Gli amori platonici, soprattutto quelli che profumano di giovinezza, rappresentano per chi li serba nei suoi ricordi una sorta di opera incompiuta, la più emozionante che una persona possa aver creato. Amori che per restare intatti nel ricordo, per non subire l'affronto del tempo che muta ogni cosa, devono essere lasciati nel passato, là dove sono nati, nella propria immaginazione. Senza sfiorire mai.
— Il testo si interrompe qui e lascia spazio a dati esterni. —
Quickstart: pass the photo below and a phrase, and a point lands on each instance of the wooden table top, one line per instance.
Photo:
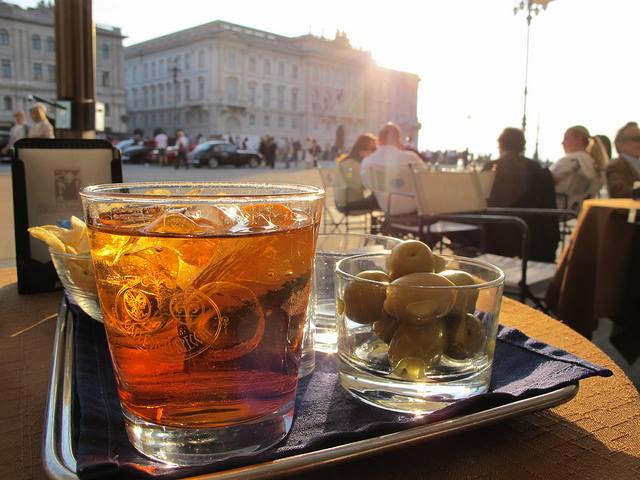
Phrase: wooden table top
(594, 436)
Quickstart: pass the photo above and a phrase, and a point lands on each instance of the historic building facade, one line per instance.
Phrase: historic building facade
(28, 64)
(226, 79)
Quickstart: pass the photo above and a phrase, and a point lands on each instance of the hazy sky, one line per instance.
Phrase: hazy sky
(470, 56)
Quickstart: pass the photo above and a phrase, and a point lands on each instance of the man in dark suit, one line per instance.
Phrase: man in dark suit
(522, 183)
(624, 170)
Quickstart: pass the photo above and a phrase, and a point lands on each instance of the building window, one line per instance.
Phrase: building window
(5, 65)
(251, 92)
(104, 51)
(37, 71)
(200, 87)
(232, 89)
(231, 60)
(168, 93)
(4, 37)
(266, 95)
(187, 90)
(281, 98)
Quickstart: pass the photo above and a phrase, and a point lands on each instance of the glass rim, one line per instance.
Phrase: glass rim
(480, 263)
(85, 255)
(271, 191)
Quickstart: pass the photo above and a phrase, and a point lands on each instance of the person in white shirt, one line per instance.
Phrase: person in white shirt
(580, 173)
(41, 127)
(161, 144)
(18, 131)
(182, 142)
(395, 161)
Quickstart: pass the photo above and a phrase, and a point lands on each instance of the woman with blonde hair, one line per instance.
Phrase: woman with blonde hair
(349, 193)
(41, 127)
(580, 173)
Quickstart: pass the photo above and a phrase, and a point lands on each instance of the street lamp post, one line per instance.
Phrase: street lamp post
(532, 7)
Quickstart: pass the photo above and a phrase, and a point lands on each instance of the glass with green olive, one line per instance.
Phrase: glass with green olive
(416, 330)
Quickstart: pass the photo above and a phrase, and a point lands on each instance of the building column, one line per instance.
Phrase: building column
(76, 64)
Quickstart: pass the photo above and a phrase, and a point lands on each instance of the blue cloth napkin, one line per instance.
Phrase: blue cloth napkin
(326, 416)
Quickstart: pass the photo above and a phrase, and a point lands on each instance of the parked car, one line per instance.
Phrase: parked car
(136, 154)
(171, 153)
(216, 152)
(122, 144)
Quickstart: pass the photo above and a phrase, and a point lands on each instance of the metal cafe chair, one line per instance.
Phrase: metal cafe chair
(460, 197)
(402, 183)
(334, 219)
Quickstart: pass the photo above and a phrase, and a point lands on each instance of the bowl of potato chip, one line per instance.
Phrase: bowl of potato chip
(69, 249)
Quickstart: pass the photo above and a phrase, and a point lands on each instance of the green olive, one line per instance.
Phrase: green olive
(385, 328)
(408, 257)
(409, 302)
(439, 263)
(410, 368)
(466, 298)
(426, 343)
(363, 300)
(465, 335)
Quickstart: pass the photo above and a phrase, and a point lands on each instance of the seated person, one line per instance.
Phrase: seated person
(521, 183)
(624, 170)
(395, 161)
(349, 195)
(579, 174)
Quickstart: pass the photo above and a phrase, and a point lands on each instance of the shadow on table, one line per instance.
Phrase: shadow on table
(539, 445)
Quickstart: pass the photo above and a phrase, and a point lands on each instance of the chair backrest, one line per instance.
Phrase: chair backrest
(382, 180)
(448, 192)
(486, 182)
(331, 177)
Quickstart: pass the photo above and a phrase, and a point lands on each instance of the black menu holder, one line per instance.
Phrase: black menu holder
(47, 175)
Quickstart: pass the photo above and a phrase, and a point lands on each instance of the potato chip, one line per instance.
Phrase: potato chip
(48, 237)
(67, 240)
(74, 240)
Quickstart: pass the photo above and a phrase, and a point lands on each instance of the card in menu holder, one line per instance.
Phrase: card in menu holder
(47, 175)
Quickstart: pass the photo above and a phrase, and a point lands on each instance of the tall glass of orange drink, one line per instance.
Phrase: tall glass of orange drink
(204, 289)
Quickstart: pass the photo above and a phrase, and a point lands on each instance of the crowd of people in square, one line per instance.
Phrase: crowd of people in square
(519, 182)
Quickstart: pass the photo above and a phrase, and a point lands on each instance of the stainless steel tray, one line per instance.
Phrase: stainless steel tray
(58, 449)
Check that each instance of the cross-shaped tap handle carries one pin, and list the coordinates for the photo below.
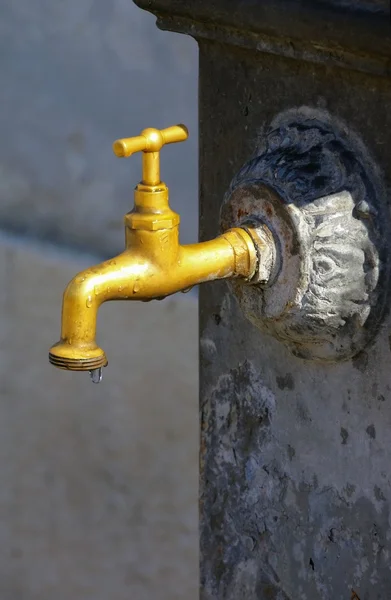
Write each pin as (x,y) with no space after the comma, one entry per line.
(150,142)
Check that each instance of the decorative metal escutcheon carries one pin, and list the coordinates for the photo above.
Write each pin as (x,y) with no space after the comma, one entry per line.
(314,187)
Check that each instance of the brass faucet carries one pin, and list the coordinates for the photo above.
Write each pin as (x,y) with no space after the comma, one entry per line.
(153,264)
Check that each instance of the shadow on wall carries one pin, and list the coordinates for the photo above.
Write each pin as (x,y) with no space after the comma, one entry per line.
(76,76)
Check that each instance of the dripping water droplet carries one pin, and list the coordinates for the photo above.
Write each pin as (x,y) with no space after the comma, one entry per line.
(96,375)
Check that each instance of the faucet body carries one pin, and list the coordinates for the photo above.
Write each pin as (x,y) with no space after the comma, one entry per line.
(153,264)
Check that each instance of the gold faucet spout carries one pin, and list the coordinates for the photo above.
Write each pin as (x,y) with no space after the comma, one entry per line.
(136,276)
(153,265)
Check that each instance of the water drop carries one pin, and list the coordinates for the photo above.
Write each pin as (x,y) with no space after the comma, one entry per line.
(96,375)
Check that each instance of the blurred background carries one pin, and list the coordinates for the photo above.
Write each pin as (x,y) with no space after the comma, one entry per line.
(98,494)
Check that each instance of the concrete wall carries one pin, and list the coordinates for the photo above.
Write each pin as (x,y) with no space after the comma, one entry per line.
(76,76)
(98,484)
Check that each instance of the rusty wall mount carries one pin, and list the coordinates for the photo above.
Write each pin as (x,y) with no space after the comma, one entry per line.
(313,186)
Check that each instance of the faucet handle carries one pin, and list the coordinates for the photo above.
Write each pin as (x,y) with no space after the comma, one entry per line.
(150,142)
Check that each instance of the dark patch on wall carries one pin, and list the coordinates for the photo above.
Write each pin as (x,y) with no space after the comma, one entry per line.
(285,382)
(344,435)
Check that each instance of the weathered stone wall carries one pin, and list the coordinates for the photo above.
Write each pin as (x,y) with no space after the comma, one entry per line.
(296,485)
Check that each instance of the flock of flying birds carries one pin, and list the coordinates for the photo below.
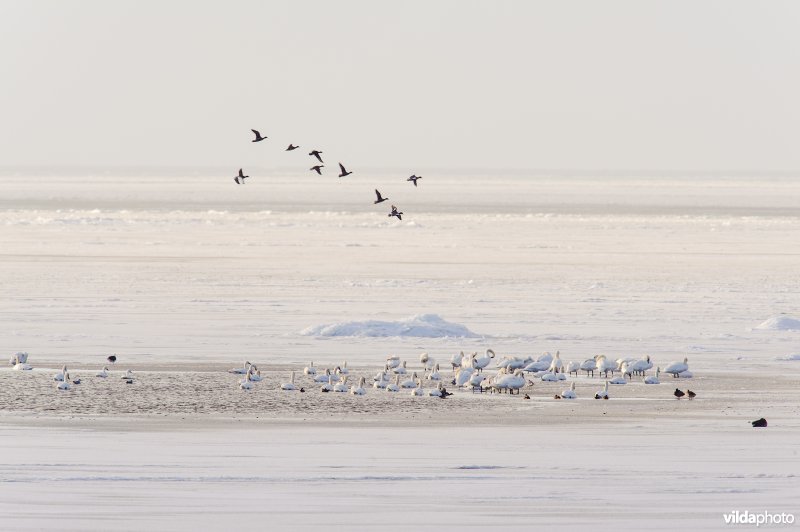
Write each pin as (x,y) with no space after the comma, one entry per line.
(343,172)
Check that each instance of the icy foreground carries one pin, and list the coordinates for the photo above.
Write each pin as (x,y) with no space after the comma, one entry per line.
(183,283)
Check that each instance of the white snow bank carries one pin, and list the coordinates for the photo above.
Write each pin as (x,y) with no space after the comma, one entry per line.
(421,325)
(780,323)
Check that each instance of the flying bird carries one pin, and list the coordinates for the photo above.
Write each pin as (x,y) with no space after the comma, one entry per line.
(343,173)
(380,198)
(240,178)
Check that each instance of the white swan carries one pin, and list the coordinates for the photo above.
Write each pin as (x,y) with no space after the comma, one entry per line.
(677,368)
(341,386)
(359,390)
(456,360)
(653,379)
(58,377)
(589,366)
(604,365)
(395,386)
(556,366)
(64,384)
(245,383)
(411,382)
(287,386)
(241,371)
(436,392)
(484,361)
(569,394)
(324,377)
(602,394)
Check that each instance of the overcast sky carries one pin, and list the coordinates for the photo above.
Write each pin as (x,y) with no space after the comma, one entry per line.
(613,85)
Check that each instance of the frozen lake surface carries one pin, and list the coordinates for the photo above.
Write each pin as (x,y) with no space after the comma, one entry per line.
(185,276)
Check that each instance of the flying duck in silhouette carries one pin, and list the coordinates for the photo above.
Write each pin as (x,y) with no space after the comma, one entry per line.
(240,178)
(380,198)
(344,172)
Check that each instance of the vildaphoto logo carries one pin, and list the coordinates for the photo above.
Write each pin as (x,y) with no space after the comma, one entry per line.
(762,518)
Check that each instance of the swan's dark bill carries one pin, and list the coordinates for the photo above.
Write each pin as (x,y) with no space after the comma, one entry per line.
(380,198)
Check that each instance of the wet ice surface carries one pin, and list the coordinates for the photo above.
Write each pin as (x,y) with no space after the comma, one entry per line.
(183,283)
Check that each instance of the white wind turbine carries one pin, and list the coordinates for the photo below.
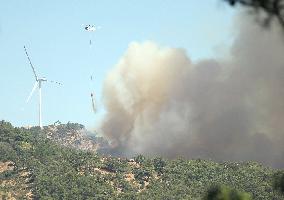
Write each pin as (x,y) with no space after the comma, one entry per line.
(38,84)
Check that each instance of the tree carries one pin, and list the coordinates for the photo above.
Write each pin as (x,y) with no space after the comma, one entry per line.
(225,193)
(273,8)
(279,181)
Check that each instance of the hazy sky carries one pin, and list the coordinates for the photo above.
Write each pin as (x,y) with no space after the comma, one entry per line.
(59,48)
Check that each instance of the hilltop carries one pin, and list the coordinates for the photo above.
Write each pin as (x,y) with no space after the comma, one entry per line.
(35,164)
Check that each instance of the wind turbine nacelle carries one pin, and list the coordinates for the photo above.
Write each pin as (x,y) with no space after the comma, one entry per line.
(42,79)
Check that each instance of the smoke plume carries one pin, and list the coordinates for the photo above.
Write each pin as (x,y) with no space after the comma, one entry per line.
(158,102)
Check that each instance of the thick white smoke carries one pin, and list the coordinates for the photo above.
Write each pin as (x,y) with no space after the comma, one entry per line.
(160,103)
Gli amori non corrisposti si nutrono di gioia e di dolore. Vivono nel desiderio che si realizzi ciò che non si realizzerà mai, si nutrono di speranza e di illusione, di autoinganni della mente e del cuore, di occhi spalancati sul buio. Occhi che non vedono la realtà per quello che è ma la ricreano in ogni istante per adeguarla a ciò che si desidera di più. Amori che vivono di incertezza, di futuro prossimo che diventa remoto, persino di dubbio che, come scrive John Patrick Shanley, "può essere un legame tanto forte e rassicurante quanto la certezza" stessa. Perché il dubbio è quel meccanismo di difesa dell'io che serve a mascherare la consapevolezza della realtà, quella presa di coscienza che le cose d'amore non si possono condurre, dominare e prevedere. Gli amori non corrisposti si illudono pur sapendo, più o meno consciamente, che i fantasmi d'amore sono frutto della nostra immaginazione, sono nostre stesse creazioni. Scriveva la poetessa Alda Merini: 

Ho conosciuto in te le meraviglie
meraviglie d'amore sì scoperte
che parevano a me delle conchiglie
ove odoravo il mare e le deserte

spiagge corrive e lì dentro l'amore
mi son persa come alla bufera
sempre tenendo fermo questo cuore
che (ben sapevo) amava una chimera.


Quando gli amori si allontanano o iniziano a spegnersi, spesso continuano a vivere dentro di noi nutrendosi di quella nostalgia (dal greco νόστος 'ritorno' e άλγος 'dolore') che è passione dolente per l'impossibile ritorno. Ritorno di ciò che è stato. Di ciò che avremmo desiderato durasse per sempre.
Ma come ogni cosa mortale anche gli amori giungono alla fine. Si crea così una distanza incolmabile tra i due amanti perché come scriveva W. Somerset Maugham “sometimes the greatest journey is the distance between two people.” E allora per non farsi sopraffare dalla nostalgia e dal dolore, il viaggio deve ricominciare. Sempre. Verso nuove destinazioni.

É preciso recomeçar a viagem. Sempre.